Chicago | Reuters — U.S. livestock futures fell on Wednesday, as the futures market continues to cool in the wake of last week’s rally and on news that the size of China’s hog herd is quickly growing.
Hog futures soared last week after Germany reported its first case of African swine fever (ASF) and China and South Korea banned its pork imports. On Wednesday, five more ASF cases were confirmed in wild boars in the eastern German state of Brandenburg.
“Livestock futures ran into technically overbought territory last week, and now they’re still backpedaling,” said Karl Setzer, commodity risk analyst for AgriVisor.
Market hopes also are waning about China gobbling up U.S. pork supplies any time soon, Setzer said.
China’s pig herd increased 31.3 per cent in August compared with a year ago, while the sow herd was up 37 per cent, Chinese government officials said this week.
Part of that boom comes from 2,030 new large-scale pig farms that began production in August, with more than 11,000 large-scale farms completed since the start of the year.
Chicago Mercantile Exchange (CME) October lean hog futures settled down 0.475 cents at 65.225 cents/lb. (all figures US$).
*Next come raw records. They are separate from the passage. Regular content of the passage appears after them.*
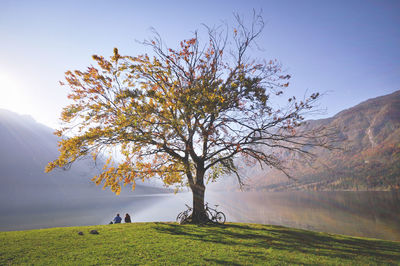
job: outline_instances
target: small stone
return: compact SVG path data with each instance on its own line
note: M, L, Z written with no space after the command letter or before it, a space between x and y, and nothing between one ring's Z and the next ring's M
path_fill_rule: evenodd
M97 230L90 230L90 233L91 233L92 235L98 235L98 234L99 234L99 232L97 232Z
M83 236L83 232L78 232L78 235Z

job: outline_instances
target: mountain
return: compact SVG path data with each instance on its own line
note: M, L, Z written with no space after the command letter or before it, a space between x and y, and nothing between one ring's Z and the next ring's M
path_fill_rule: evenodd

Most actively traded CME December hogs ended down 1.075 cents at 61.975 cents/lb.
The market is still waiting to see whether cash prices in the cattle market will firm this week, as about 19,000 fewer head of cattle are being offered for sale, traders said.
Boxed beef prices were under pressure on Wednesday morning, with choice cuts declining by $1.01, to $215.08/cwt, according to U.S. Department of Agriculture data.
CME October live cattle futures settled down 0.375 cent at 106.725 cents/lb., while most actively traded December live cattle futures rose 0.375 cent to 111.95 cents/lb.
October feeder cattle ended down 1.275 cents at 142.425 cents/lb.
— P.J. Huffstutter reports on agriculture and agribusiness for Reuters from Chicago.